Weitere lokale Auseinandersetzungen sind im Gange: Kaeser berichtet von Arbeitgebern, die GPS-Daten ihrer Arbeitnehmer abgreifen; auf spiegel.de macht eine Krankenkasse Schlagzeilen, die die Daten von Fitnessarmbändern nutzen möchte; in der Sonntagszeitung erwähnt Andreas Kunz, dass via Social Media Details aus dem Privatleben ‚freiwillig‘ ins Internet gelangen und privaten Unternehmen anvertraut werden.

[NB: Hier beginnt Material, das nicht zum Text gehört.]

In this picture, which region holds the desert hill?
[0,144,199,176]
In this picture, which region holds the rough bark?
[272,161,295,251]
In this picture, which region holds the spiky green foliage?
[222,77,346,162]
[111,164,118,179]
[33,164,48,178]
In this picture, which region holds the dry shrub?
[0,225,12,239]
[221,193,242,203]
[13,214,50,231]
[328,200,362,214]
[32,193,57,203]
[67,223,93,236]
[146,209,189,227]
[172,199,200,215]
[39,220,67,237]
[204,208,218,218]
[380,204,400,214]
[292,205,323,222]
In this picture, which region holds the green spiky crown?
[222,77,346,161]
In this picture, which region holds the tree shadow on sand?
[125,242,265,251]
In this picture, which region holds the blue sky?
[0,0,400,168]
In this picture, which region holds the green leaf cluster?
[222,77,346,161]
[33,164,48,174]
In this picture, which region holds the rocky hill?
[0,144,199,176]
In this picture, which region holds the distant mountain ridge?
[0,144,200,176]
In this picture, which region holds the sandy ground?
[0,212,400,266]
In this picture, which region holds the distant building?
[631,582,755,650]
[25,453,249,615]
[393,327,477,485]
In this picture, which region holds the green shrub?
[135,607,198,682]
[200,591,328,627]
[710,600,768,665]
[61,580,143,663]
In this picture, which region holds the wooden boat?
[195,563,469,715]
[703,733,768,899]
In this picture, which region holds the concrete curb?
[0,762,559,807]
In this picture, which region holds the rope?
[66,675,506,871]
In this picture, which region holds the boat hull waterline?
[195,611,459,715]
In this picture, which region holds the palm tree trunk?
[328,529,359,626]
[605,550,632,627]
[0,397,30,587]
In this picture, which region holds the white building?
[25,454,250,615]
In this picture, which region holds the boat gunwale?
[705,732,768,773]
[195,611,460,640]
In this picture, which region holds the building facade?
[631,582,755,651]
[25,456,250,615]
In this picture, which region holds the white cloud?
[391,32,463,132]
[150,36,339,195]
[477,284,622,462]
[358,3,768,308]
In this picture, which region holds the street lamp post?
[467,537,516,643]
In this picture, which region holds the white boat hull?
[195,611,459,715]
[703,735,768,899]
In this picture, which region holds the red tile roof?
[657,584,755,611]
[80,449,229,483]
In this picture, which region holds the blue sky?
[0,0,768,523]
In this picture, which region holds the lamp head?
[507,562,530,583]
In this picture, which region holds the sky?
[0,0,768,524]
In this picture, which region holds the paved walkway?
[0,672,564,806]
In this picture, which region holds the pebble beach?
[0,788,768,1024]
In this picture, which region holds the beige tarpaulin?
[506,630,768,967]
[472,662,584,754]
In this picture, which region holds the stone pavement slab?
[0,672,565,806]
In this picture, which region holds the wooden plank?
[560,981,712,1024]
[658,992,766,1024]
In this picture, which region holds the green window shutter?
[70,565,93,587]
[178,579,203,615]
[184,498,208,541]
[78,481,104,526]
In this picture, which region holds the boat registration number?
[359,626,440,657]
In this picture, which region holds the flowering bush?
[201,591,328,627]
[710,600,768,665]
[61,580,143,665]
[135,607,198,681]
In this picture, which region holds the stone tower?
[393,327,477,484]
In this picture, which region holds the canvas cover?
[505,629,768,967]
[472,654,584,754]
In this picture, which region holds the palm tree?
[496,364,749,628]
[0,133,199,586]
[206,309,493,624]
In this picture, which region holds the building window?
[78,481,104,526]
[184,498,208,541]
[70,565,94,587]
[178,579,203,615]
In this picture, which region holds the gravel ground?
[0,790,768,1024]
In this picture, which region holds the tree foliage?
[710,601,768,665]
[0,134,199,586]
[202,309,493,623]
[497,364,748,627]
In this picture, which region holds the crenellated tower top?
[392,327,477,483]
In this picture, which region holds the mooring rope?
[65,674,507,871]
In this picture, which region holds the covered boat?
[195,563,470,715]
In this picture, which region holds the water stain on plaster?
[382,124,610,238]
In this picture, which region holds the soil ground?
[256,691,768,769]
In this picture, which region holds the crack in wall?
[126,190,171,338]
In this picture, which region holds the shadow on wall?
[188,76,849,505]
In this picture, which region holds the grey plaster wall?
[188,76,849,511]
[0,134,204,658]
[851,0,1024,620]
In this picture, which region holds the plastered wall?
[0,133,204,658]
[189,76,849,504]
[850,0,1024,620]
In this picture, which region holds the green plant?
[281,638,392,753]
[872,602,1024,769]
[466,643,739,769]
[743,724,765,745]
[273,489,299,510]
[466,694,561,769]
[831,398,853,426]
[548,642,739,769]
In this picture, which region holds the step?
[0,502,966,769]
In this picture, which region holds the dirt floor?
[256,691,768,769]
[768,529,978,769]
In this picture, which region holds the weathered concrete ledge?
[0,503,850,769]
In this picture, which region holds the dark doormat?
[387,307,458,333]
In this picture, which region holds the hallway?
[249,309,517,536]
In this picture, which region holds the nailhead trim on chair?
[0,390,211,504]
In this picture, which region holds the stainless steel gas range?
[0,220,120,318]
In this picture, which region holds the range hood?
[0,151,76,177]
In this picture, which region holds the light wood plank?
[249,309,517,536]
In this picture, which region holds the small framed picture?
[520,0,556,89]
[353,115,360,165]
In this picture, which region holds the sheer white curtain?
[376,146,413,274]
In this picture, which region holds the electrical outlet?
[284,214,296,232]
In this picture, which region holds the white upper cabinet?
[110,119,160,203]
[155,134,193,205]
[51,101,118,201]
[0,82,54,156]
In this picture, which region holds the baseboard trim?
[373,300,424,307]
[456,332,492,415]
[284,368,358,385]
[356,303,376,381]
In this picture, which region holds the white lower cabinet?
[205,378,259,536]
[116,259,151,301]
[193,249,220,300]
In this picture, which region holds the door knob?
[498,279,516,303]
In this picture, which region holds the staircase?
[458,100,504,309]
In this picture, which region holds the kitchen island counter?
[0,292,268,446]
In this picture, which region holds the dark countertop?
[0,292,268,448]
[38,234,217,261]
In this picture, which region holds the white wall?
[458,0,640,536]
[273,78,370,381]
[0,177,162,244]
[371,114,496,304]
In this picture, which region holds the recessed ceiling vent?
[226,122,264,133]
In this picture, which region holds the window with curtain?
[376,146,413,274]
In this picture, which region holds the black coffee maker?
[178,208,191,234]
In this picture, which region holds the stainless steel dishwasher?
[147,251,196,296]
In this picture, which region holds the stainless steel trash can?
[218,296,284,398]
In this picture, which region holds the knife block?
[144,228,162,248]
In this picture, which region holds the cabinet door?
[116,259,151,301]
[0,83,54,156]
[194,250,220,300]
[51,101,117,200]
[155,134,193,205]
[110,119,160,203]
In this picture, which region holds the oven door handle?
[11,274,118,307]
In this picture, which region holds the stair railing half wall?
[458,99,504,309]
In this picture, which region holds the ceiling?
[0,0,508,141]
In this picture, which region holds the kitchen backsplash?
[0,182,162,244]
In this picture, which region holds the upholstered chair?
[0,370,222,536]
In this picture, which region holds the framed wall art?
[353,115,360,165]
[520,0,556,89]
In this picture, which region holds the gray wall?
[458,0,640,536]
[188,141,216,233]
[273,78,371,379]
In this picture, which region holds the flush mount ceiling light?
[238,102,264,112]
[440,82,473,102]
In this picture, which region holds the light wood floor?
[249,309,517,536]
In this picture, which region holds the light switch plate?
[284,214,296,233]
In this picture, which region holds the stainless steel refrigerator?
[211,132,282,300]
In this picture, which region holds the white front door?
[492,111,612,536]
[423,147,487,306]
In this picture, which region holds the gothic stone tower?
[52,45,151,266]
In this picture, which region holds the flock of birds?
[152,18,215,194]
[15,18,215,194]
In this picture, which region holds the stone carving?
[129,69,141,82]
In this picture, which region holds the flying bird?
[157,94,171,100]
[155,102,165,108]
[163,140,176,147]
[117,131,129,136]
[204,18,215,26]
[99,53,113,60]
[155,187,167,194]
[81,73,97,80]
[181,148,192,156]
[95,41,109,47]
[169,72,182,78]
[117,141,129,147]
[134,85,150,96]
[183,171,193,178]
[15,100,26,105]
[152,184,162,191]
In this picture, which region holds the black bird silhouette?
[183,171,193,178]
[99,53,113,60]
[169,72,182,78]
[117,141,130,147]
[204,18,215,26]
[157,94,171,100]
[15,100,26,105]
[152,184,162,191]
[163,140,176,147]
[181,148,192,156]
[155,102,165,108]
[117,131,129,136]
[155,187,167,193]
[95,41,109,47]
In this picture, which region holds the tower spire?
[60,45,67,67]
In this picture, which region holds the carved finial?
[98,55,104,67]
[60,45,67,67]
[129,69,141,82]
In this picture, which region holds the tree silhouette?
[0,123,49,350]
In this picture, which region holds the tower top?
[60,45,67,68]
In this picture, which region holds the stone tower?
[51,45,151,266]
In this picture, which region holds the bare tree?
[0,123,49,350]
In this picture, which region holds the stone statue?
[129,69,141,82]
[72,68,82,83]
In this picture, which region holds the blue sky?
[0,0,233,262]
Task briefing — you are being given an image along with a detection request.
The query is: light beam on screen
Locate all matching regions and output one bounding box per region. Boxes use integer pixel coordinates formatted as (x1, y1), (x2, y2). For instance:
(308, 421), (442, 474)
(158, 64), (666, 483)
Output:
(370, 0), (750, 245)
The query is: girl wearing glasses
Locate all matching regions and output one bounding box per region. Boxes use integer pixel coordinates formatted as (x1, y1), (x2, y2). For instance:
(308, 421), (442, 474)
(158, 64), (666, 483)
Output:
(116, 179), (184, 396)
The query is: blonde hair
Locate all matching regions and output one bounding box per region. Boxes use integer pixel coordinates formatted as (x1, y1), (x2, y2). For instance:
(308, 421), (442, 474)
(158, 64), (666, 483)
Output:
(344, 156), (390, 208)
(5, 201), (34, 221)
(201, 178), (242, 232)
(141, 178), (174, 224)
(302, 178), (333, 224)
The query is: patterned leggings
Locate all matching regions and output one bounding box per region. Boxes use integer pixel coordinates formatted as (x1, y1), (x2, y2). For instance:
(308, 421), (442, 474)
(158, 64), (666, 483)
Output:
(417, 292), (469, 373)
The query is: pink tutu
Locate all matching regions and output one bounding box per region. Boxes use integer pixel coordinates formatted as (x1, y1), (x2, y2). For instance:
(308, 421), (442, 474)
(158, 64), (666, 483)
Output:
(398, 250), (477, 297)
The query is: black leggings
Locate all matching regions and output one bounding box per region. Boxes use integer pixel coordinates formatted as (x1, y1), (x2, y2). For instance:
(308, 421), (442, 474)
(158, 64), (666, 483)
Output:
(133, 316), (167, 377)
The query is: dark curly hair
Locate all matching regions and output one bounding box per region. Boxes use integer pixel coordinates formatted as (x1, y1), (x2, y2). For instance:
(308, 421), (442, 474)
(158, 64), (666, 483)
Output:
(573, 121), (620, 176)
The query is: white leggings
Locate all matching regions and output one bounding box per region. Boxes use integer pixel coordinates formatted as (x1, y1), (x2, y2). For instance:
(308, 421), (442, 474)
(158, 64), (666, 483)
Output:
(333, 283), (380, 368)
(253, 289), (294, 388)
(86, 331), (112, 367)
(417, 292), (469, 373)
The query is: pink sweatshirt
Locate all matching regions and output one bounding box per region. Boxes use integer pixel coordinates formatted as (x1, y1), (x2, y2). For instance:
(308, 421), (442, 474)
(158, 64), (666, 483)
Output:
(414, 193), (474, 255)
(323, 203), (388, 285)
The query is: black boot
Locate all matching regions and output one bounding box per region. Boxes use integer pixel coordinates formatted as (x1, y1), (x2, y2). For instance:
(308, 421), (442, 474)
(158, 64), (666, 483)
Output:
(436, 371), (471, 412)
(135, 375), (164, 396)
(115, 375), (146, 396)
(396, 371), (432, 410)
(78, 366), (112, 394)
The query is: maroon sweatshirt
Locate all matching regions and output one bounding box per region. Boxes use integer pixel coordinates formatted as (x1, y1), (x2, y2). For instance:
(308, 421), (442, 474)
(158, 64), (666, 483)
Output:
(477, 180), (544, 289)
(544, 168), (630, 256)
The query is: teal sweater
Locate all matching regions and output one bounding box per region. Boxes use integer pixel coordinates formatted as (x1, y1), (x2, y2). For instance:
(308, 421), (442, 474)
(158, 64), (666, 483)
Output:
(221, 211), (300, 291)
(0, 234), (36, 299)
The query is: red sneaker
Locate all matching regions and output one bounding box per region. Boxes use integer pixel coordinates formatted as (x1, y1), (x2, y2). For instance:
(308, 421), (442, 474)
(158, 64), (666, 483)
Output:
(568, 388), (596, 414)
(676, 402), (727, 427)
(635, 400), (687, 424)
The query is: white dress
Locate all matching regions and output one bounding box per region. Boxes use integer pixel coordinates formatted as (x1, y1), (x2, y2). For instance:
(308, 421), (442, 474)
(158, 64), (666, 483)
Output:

Derartige Entwicklungen vor Augen, lenkt die Rede vom Überwachungsstaat nicht nur von den eigentlichen Schauplätzen ab, sondern ist gefährlich, weil sie den – vielleicht einzigen – Verbündeten verteufelt, der die Kräfteverhältnisse in den lokalen Auseinandersetzungen entscheidend beeinflussen kann und den wir darüber hinaus mitgestalten können: den Staat. Denn der Staat kann die Informationslust von Arbeitgebern und Dienstleistungsanbietern Regeln unterstellen, was die Arbeitnehmerinnen von der Wahl zwischen Kündigung oder Preisgabe persönlicher Daten bewahrt und den Usern den Gebrauch potenter Geräte und Applikationen erlaubt, ohne dabei die Kontrolle über persönliche Daten im Cyberspace zu verlieren.
Neben der Rolle des Staates bleibt am Ende aber auch die Frage zu beantworten, wie weit man selbst in der Mitteilung seiner Daten gehen und nach welchen Werten man leben möchte. Im Roman Ausweitung der Kampfzone (1994) schilderte der französische Autor Michel Houellebecq eine Welt, in der Werte wie Jugendlichkeit, Schönheit und Gesundheit ohne die Schimäre des Überwachungsstaates abstoßende Wirkungen entfalten. Der zurückgezogen lebende Houellebecq wird an der Kunstausstellung Manifesta 11 in Zürich diesen Sommer seine Privatsphäre aufgeben und zum Spektakel des Publikums einen Arzt Daten zu seinem Gesundheitszustand erheben lassen. Vielleicht Anlass zu jenen Fragen, die schon die Je Ka Mi-Macher umgetrieben haben mögen: Weshalb tun wir uns das eigentlich alles an? Macht es uns glücklich?